Application of machine learning models and feature engineering to predict genomic phenomena
Abstract
This dissertation investigates two topics towards designing tiny machine learningbased
intelligent devices for biomedical applications. In the first section, feature engineering
and machine learning models are developed to predict two genomic phenomena: gene mutation
and differential gene expression. A hypothesis that features encoding interactions
between genes will improve gene mutation prediction performance is proposed. To test this,
additional training features are engineered from protein-coding gene cofunctional networks
and combined with a mutation dataset of E. coli exposed to different conditions. Also,
a feature-selection algorithm based on gene cofunctional networks is presented. Then, a
support vector classifier, an artificial neural network, and an ensemble of both models are
trained to predict gene mutation using the extended dataset. A sequential mutation modeling
approach to predicting gene mutation is also presented.
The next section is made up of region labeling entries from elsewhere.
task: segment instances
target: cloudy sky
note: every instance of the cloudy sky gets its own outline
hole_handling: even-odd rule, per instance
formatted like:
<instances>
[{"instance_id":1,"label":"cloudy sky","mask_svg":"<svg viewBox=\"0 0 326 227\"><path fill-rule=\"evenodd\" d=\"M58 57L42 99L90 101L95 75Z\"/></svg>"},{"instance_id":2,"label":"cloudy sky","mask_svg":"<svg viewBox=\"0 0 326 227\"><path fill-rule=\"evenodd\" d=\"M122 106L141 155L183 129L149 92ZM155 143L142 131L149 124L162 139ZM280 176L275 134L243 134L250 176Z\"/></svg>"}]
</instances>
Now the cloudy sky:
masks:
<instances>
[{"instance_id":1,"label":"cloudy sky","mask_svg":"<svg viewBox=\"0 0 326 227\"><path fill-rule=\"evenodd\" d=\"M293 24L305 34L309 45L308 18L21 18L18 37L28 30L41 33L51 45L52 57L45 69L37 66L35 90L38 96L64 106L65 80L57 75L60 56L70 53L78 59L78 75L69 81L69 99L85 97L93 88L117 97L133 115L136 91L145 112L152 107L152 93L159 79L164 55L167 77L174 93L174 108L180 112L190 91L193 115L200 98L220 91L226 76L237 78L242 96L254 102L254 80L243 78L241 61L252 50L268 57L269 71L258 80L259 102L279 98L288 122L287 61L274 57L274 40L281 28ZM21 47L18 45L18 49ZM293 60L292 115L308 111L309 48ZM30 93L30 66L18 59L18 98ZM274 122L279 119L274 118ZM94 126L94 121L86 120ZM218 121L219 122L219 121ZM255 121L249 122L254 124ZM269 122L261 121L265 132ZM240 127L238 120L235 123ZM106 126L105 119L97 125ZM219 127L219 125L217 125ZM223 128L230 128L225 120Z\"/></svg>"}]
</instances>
In addition, the prediction
of differentially expressed genes (DEGs) when exposed to conditions in space from a set
of diverse engineered features is investigated. DEGs and non-differentially expressed genes
(NDEGs) of house mouse (Mus musculus)-based experiments are collected and a unique feature
engineering procedure is proposed to generate key training features for machine learning
models. The results show that the proposed feature engineering procedure generates features
that boost the gene mutation prediction performance by a maximum of 8.74% in the receiver
operating characteristics curve (AUC). Additionally, the generated features in the prediction
of DEGs achieve a maximum and minimum AUC of 0.97 and 0.74, respectively.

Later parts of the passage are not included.